I do it because I never really grew up. I've been living the "responsible" life for too long, and need a creative outlet to be sane. 

Plus, I crave community involvement. We all have our 8ft privacy fences and have no clue who our neighbors are these days. On Halloween, people let their guard down and actually visit their neighbors. I meet and visit with more people in the neighborhood than at any other time of the year. It's great.
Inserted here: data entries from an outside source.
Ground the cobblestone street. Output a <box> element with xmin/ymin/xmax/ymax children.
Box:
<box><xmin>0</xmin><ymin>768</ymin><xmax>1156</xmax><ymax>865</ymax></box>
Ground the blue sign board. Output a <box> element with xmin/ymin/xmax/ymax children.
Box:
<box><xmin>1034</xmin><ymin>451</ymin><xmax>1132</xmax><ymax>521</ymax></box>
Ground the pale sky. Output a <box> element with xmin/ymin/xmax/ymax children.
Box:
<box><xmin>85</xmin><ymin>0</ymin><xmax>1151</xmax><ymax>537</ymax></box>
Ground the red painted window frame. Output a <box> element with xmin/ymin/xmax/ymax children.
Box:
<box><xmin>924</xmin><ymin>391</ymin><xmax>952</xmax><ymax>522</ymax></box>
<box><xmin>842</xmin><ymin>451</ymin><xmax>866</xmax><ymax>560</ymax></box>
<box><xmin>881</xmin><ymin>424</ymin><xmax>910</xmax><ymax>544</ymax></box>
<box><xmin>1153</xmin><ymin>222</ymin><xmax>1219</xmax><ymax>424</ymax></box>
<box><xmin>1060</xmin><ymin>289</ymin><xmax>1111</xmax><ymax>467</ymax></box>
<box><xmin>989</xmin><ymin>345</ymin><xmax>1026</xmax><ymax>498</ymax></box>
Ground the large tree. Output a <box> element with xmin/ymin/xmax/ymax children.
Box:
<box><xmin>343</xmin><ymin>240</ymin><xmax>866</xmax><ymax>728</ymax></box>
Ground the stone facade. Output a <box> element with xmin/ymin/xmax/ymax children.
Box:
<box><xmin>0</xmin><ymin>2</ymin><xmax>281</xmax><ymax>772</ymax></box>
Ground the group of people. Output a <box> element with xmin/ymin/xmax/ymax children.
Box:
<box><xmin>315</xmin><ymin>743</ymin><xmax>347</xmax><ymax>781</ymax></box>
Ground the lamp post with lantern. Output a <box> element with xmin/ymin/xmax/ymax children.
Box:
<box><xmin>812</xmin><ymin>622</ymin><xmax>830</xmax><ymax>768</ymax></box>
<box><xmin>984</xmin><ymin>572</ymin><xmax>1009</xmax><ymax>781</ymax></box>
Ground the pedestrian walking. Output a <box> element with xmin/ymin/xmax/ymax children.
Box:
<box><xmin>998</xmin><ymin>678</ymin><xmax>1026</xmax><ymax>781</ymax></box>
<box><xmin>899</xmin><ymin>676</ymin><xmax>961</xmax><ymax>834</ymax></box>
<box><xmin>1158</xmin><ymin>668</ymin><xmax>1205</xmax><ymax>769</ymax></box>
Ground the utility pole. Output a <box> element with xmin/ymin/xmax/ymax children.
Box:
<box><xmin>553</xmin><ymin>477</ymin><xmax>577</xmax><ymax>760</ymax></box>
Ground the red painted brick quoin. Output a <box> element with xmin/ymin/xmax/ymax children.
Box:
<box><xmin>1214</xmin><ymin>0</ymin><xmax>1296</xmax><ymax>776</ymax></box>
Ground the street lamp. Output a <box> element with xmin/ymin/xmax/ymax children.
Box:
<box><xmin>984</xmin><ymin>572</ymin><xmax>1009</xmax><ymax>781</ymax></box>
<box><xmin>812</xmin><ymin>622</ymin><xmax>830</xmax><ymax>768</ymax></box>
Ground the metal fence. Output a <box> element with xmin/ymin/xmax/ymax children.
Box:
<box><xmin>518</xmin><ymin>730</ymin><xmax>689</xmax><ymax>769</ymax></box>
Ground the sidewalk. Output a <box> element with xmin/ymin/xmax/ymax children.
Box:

And the best part is when the kids get so excited that their joy and energy push you to do more and more and more to keep the magic happening. That's when you realize you really affected someone. You made a memory. A vivid memory they will have forever. So, 20 years from now they will be right here talking about the same thing and remembering that "one house" in the neighborhood. 

Great stuff!


----------



## jdubbya (Nov 6, 2005)

Jaybo said:


> And the best part is when the kids get so excited that their joy and energy push you to do more and more and more to keep the magic happening. That's when you realize you really affected someone. You made a memory. A vivid memory they will have forever. So, 20 years from now they will be right here talking about the same thing and remembering that "one house" in the neighborhood.
> 
> Great stuff!


^^This^^
Mrs. dubs and I have always said that some day in the future, there will be a lot of young adults with kids of their own, telling them about this one house they used to TOT at that was just awesome! Hoping our efforts inspire a new generation of haunters to keep Hallowen alive for many years to come. We have heard the comment from various visitors to our house on Halloween that they want their house to be like this someday. As last year was going to be the final year for our walkthrough haunt, we made mention of this to many of the guests. I was really touched by how many of them, who had been coming for years, were really dismayed to hear of our plans t scale back. so many of them said stuff like "you can't stop doing this! We look fiorward to coming here every year" or "this is our must stop house on Halloween. Hope you keep it going". Things like this make all the work worthwhile, and wil keep us going for a few more years. Even now, as the weather breaks and I'm out i nthe garage surrounded by cemetery fence, columns, wall panels, tombstones, pvc armatures, etc.. I start thinking ahead to this Halloween and what we'll do to make it different and fun for everyone.


----------